Yılmaz et al (2016) were unable to identify risk factors associated with VUR, although did note that an abnormal renal scan at 6 months after the infection was closely related to the presence of VUR and recurrent UTIs.
In America, Canada, Poland and Italy, children up to 2 -3 years of age with their first UTI would be advised to have an ultrasound. The European Association of Urology advises every child presenting with a first UTI to be investigated with sonography. This is in comparison with the 6 month cut off advised by NICE, which is argued to be a more cost effective and risk stratified approach.
However, the American, Canadian and Italian guidelines do not investigate all children with recurrent UTIs as previously advised by the NICE guidance. Instead of all children with recurrent UTIs undergoing a DMSA scan, recent guidance suggests only performing a DMSA if there were concerns regarding an abnormal ultrasound or alternative diagnosis.
Therefore this makes me wonder, instead of investigating all children with recurrent UTIs, perhaps this decision should be made on an individual basis, using their ultrasound findings and considering risk factors.
How accurate are ultrasound scans in picking up VUR?
An ultrasound cannot exclude all cases of VUR as it is an observer-dependent investigation.
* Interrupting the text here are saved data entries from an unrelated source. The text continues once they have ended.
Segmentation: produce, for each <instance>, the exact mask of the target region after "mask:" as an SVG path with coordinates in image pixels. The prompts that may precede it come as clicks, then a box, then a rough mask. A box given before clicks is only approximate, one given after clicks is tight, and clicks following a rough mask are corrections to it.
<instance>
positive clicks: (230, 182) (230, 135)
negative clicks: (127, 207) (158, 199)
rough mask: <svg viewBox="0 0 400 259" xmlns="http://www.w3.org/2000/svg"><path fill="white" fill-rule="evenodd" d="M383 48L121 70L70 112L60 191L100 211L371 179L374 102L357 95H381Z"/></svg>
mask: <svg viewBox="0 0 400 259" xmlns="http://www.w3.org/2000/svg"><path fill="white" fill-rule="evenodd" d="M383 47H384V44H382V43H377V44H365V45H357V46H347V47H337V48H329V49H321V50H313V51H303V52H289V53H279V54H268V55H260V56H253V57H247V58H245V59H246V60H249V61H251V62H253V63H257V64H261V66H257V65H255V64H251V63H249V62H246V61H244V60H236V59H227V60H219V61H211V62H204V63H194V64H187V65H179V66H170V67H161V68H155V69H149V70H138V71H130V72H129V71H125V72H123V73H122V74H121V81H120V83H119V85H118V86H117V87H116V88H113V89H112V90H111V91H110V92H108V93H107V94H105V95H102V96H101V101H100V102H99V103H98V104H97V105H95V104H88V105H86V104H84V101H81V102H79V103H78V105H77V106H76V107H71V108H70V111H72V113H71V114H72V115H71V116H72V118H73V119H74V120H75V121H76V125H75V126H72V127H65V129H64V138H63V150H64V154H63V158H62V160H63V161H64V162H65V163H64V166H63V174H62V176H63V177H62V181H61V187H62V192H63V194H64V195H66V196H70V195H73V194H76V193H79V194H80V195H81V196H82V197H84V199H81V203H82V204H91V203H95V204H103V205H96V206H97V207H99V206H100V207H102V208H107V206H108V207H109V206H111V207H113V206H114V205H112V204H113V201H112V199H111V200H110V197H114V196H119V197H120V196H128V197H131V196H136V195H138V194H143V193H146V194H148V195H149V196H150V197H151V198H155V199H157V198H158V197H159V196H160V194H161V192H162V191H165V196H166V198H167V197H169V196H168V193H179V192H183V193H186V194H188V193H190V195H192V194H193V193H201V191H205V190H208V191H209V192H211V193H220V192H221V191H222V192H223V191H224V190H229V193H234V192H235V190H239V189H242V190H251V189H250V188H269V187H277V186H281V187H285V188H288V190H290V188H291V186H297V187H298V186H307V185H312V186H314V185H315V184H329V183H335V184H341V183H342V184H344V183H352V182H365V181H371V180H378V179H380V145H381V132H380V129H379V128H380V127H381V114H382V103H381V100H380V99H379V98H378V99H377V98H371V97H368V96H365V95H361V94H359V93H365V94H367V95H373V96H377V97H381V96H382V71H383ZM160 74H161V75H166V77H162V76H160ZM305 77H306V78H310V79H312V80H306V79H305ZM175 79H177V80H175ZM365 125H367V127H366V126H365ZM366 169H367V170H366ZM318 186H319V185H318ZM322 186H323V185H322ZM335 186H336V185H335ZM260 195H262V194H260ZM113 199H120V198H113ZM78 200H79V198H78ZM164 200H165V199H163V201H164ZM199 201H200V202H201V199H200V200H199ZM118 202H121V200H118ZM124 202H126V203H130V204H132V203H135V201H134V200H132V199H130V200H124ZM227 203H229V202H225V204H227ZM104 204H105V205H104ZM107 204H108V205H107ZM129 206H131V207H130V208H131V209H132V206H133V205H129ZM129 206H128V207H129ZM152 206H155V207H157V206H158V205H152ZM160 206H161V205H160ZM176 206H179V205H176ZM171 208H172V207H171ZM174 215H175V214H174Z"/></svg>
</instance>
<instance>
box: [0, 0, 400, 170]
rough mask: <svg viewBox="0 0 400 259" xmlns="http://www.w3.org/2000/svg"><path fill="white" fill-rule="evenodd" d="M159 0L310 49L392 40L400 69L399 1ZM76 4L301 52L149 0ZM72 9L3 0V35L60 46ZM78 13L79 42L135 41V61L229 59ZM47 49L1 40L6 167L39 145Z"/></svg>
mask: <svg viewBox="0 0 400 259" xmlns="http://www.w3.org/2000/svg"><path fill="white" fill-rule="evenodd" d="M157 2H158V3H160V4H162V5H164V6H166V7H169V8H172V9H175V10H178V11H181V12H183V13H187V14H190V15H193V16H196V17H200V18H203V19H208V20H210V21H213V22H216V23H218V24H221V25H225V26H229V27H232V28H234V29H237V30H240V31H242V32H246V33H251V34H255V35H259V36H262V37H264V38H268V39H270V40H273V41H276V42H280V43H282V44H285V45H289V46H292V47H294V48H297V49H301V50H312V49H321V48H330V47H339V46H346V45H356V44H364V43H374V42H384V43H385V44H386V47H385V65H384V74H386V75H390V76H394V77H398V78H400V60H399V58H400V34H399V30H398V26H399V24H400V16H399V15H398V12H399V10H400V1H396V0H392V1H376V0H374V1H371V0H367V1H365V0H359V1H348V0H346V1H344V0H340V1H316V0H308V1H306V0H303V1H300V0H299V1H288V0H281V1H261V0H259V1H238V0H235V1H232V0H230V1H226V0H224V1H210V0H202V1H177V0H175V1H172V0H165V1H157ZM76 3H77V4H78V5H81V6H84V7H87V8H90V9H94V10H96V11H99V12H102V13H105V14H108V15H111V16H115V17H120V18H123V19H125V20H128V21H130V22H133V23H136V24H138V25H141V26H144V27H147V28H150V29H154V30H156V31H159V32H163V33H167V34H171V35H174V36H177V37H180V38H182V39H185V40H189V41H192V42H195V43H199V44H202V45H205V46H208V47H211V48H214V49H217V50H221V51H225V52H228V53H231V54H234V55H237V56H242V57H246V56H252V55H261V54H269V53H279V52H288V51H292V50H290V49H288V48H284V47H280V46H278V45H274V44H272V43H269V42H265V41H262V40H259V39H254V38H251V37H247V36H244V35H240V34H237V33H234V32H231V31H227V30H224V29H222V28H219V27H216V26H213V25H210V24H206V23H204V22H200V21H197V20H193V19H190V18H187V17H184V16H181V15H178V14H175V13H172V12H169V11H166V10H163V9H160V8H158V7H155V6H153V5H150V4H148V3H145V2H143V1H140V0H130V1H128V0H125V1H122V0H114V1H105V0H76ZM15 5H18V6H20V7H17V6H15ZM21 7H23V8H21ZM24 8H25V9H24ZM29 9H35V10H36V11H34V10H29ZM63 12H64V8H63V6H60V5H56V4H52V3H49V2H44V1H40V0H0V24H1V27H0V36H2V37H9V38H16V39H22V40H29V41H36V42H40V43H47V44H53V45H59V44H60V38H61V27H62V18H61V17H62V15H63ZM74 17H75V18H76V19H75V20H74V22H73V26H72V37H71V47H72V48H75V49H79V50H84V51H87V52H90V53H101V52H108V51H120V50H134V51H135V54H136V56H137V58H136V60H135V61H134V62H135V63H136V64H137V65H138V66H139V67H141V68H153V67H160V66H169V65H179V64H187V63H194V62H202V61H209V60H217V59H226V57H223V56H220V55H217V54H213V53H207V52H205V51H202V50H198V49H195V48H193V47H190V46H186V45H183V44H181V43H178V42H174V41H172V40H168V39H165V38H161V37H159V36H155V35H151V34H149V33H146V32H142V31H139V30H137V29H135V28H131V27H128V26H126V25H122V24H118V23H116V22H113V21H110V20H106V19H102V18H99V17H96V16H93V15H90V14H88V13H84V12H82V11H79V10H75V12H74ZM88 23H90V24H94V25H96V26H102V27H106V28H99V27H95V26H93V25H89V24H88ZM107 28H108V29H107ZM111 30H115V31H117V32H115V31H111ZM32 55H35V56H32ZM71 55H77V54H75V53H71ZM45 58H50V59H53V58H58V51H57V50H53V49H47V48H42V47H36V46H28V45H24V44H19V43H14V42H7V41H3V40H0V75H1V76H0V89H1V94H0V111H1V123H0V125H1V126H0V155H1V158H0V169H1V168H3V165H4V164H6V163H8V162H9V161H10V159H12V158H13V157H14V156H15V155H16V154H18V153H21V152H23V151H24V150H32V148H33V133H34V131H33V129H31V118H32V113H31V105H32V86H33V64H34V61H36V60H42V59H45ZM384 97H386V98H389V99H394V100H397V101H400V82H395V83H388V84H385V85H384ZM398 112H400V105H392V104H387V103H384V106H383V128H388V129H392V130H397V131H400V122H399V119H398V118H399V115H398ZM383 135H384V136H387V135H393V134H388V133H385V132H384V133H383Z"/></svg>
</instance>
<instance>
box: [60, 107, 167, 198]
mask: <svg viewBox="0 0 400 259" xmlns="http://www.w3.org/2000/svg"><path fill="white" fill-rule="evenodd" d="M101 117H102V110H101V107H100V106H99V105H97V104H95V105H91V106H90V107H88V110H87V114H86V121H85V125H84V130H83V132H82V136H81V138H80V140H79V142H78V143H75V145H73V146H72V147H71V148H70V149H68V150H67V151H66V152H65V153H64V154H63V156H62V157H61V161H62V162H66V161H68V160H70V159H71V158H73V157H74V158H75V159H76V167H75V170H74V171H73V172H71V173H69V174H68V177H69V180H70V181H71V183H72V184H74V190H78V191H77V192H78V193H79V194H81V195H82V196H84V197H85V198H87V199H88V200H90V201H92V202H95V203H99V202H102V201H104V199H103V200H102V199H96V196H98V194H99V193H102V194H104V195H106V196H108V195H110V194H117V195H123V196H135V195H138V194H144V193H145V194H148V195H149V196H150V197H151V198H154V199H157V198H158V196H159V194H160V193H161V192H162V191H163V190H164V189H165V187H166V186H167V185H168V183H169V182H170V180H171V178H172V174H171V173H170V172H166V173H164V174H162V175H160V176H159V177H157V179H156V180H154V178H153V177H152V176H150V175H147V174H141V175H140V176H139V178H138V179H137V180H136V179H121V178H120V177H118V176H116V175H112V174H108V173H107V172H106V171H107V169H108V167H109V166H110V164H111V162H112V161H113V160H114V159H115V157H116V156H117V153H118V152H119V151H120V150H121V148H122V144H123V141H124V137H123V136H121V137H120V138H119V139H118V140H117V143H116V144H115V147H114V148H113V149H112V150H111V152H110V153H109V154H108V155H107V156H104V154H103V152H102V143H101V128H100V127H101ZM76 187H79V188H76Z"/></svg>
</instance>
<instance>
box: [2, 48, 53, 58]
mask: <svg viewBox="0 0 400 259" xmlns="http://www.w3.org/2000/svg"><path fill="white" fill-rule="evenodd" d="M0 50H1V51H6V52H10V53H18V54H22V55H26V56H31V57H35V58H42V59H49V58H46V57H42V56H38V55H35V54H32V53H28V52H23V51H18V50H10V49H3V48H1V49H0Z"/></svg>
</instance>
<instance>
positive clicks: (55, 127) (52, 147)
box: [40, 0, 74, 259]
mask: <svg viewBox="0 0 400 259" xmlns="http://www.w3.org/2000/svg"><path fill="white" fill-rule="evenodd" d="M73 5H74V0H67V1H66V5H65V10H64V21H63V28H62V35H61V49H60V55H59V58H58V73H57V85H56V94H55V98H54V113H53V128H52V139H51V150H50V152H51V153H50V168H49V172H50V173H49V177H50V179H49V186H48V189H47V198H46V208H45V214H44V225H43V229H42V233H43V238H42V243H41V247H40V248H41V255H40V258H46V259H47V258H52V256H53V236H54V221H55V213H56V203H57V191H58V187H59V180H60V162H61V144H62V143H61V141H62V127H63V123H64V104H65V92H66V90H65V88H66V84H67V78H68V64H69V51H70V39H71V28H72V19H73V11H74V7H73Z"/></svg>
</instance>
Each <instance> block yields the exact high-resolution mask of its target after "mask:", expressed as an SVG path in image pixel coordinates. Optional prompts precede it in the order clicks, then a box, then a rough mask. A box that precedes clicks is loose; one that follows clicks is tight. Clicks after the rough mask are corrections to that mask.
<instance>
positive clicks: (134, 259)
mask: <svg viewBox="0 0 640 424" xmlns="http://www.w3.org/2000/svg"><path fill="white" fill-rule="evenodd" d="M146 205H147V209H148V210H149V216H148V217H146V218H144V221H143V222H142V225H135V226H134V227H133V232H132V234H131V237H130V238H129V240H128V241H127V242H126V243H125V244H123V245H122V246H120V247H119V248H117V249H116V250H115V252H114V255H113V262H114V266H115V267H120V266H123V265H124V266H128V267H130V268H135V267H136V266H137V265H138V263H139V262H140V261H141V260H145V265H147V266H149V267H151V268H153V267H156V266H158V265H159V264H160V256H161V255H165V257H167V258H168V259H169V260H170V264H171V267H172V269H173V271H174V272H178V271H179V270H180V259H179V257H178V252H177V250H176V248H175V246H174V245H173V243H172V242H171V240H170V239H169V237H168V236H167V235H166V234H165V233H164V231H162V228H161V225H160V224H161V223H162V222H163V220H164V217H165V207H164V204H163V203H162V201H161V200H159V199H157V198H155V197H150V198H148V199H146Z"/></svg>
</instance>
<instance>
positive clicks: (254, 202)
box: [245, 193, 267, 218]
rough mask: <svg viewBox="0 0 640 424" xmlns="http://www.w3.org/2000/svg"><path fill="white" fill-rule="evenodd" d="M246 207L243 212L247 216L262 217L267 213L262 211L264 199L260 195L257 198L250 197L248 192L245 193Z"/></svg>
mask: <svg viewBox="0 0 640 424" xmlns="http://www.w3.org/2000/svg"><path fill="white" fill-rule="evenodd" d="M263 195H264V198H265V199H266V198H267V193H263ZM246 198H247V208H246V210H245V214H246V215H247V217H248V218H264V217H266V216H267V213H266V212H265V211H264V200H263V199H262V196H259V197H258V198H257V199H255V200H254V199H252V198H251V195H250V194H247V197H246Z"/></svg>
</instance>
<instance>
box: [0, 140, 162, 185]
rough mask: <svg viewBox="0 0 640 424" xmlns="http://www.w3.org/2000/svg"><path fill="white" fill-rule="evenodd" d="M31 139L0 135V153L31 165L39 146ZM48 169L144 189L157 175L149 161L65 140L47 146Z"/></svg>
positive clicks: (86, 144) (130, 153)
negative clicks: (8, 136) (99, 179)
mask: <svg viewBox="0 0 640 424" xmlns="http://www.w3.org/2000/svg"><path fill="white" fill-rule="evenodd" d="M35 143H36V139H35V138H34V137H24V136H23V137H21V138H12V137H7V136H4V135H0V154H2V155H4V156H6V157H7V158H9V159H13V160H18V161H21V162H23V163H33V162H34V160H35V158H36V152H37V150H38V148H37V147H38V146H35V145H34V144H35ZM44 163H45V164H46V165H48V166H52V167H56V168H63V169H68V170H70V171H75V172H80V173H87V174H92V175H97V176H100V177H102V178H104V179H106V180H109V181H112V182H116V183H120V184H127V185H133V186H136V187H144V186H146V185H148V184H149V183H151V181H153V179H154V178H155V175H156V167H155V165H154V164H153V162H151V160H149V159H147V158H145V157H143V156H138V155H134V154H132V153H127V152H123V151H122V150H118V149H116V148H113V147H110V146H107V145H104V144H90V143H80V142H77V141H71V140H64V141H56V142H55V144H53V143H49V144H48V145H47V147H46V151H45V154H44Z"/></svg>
Mahant et al (2002) reported low sensitivity of 40% and a specificity of 76% when diagnosing VUR, but the majority of these patients had lower grade reflux. There is now increasing awareness that low-grade reflux and mild scarring are unlikely to cause long term problems, therefore the argument presents itself: is there any benefit in investigating for them? Ultrasound scans are more likely to detect higher grade reflux and hence clinically significant cases, but further evidence is needed to support this approach.
The take homes
Some evidence suggests that children with ultrasound abnormalities or recurrent UTIS are at increased risk of complications from UTIs, regardless of their age or sex. There is no clear consensus on when to request a DMSA or MCUG but the latest evidence suggests that DMSA scans may not be necessary in all children with recurrent infections and a normal ultrasound scan. Clinicians should be aware of this existing controversy, weighing up the benefits and risks in order to make informed clinical decisions.